BABCOCK: "Obviously he thinks he's good and he was good. Now he has to be good this year and if he can put 18 good seasons together in a row, then you're like (Chris Osgood) ... the real ones. The real ones do it year after year and the message, just like in life, is really clear. Your ups have to be longer than your downs.

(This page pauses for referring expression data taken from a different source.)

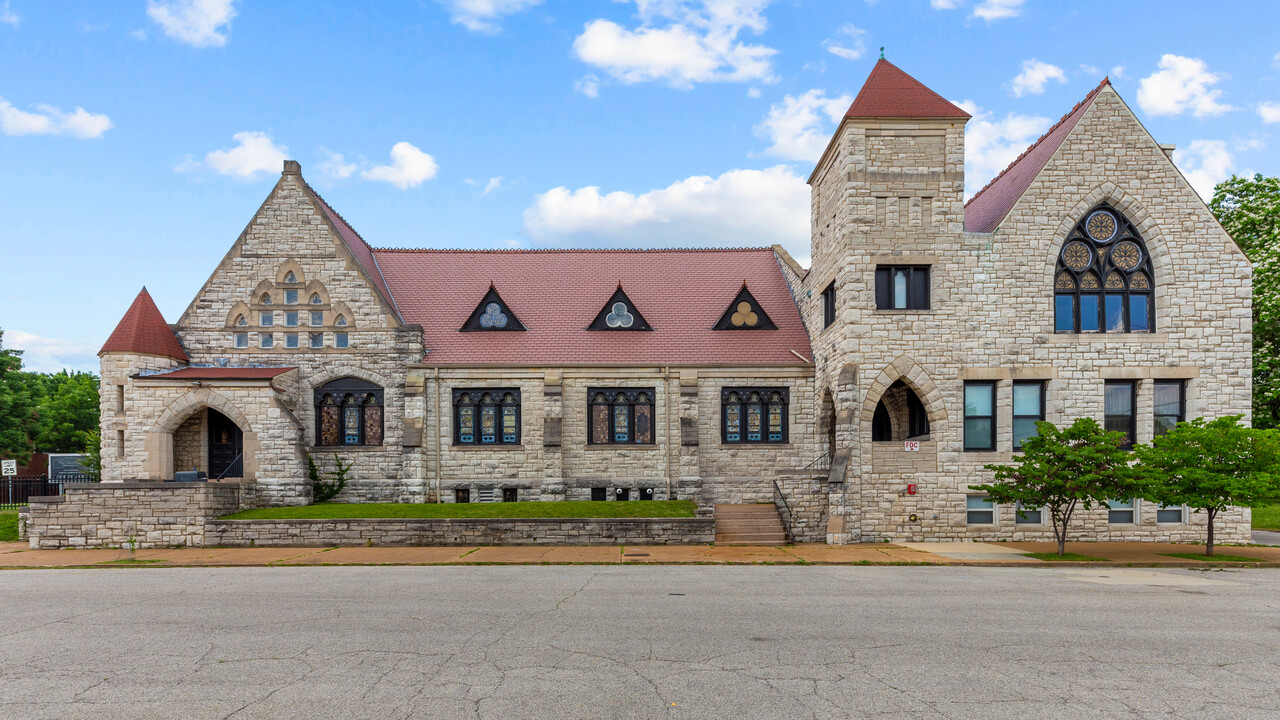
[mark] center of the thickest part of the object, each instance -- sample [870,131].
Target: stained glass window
[1104,245]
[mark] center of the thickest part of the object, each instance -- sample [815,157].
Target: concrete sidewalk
[1013,554]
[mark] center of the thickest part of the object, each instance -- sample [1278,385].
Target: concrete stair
[749,524]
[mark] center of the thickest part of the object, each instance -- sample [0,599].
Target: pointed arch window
[1104,279]
[348,413]
[620,415]
[487,417]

That doesn't mean there won't be any downs, but you can let those things weigh heavy on you or you can have momentary downs and move on with it."
NHL.COM: What does it mean having Jiri Hudler back in a Red Wings jersey?

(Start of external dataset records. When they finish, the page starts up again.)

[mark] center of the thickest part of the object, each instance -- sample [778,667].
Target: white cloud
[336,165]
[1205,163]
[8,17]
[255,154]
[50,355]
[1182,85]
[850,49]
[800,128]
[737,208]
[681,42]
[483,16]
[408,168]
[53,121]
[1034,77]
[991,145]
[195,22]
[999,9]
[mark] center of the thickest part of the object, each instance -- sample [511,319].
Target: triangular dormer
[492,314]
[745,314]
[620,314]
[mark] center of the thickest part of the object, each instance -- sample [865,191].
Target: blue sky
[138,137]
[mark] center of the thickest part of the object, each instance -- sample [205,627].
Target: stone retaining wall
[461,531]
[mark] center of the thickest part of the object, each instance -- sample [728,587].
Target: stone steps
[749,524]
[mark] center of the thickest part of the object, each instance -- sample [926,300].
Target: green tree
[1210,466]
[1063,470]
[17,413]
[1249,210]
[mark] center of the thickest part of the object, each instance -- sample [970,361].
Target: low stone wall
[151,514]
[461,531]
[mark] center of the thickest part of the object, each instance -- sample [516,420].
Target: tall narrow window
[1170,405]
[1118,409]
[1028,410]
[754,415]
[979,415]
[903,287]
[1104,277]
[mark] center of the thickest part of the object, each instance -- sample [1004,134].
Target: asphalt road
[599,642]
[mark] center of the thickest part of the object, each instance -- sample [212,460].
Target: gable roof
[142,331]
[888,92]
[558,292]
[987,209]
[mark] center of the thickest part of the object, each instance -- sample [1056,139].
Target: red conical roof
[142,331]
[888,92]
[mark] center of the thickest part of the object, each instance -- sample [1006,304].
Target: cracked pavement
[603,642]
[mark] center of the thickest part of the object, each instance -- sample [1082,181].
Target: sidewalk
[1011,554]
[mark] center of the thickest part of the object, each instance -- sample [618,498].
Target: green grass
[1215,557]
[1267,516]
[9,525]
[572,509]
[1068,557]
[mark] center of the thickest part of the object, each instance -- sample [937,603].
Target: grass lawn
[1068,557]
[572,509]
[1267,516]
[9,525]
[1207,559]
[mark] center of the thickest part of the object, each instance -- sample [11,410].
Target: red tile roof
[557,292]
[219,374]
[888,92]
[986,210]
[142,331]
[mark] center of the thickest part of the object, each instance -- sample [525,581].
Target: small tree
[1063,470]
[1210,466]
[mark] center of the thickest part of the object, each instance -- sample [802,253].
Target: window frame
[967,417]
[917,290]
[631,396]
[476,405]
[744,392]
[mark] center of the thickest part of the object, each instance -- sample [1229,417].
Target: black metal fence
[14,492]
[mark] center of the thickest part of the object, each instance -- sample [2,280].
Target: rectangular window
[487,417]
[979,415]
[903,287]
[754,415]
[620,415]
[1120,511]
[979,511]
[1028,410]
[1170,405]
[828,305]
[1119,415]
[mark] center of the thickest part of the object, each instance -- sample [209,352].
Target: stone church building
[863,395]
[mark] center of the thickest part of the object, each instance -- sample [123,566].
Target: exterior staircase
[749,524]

BABCOCK: "It means 70 points. It means your second power-play unit is as good as your first power-play unit, maybe better. (Dan) Cleary, (Mike) Modano and Huds will be on the same line to start. He's a good hockey player and knows how to play this game. It's great to have him back. He made a decision in his career (to spend last season in the KHL), but there's lots of respect. Did I think it was the right decision? No, but it was right for him. The great thing about decisions is when you make them, you move on. He's back now and we're thrilled. He doesn't have to prove anything to me; I know he can play."
NHL.COM: What will Mike Modano bring to the Red Wings?
BABCOCK: "He's been a good player for a long time. (Pavel Datsyuk) will center Z (Henrik Zetterberg) and on the right side I have Homer (Tomas Holmstrom), Bert (Todd Bertuzzi) and (Dan) Cleary. I don't know what line they're playing on, but I know I got Z with Pavel, (Johan) Franzen with Fil (Valtteri Filppula) and Hudler with Modano. So he's going to play with good players. If I'm the other team, my first defensive pair is playing against Pavel, the second against Fil and a third against Modano -- that's a heck of a third line. He can really skate and I like the fact it's a change for him. Change is exciting. I think we should all change our professions every 10 years. When you go to a new place, you're fired up, a little bit nervous and there's momentary doubt. Those things will help him and we think he still has a lot of hockey left in him. He's going to be happy being a Red Wing. He's going to like getting the puck on his tape from good players and he'll play on our second power-play unit."
NHL.COM: What makes Detroit General Manager Ken Holland so good at what he does?
BABCOCK: "He's a passionate guy who loves hockey. He's 24/7, is a great numbers guy and very smart. He's got a philosophy and he doesn't deviate. I talk all the time about the 'success circle.' What that means is, you practice, then you execute. When you execute, you become reinforced and reinforcement leads to passion because you like it and it starts over again. When reinforced, your expectations get a little bit higher. So now you expect more success with the circle. Time after time, Ken's had success and has been steady on the rudder and patient and he knows what he's doing is right. You don't deviate as quickly as maybe someone who hasn't had the success. His knowledge and ability to treat people the right way really make him a fun person to be around. There are lots of things that go into it, but, to me, he's a guy who's been in the business forever and he's passionate about doing it and working hard every day."
NHL.COM: Are you excited to have Chris Chelios aboard?
BABCOCK: "We're thrilled. I like having a guy who's an ultimate competitor, who just left playing. I was asking Cheli a bunch of questions recently while talking to some minor-league coaches and we were discussing practice. What does a player like? How long can the meeting be with a player? What's the best way to teach this? He's still thinking like a player, but seven years from now he's not going to be thinking like a player. Look at (Lightning GM Steve) Yzerman now, he's management. I'm a big believer in surrounding yourself with the best people and asking them questions. In the end, you have to make your decisions. He'll be a wealth of knowledge for us, if we tap that wealth. He just has to figure out his job. He's got to find his job, find his passion and figure out where he fits in. Is it helping (Brendan) Smith get better or working with (defenseman Jakub Kindl)? Is it helping coaches on the power play or penalty kill? Is it simply coming to me and asking, 'Hey, why are you not playing that guy?' I'm all ears."
Edited by cupforwings, 13 September 2010 - 04:06 PM.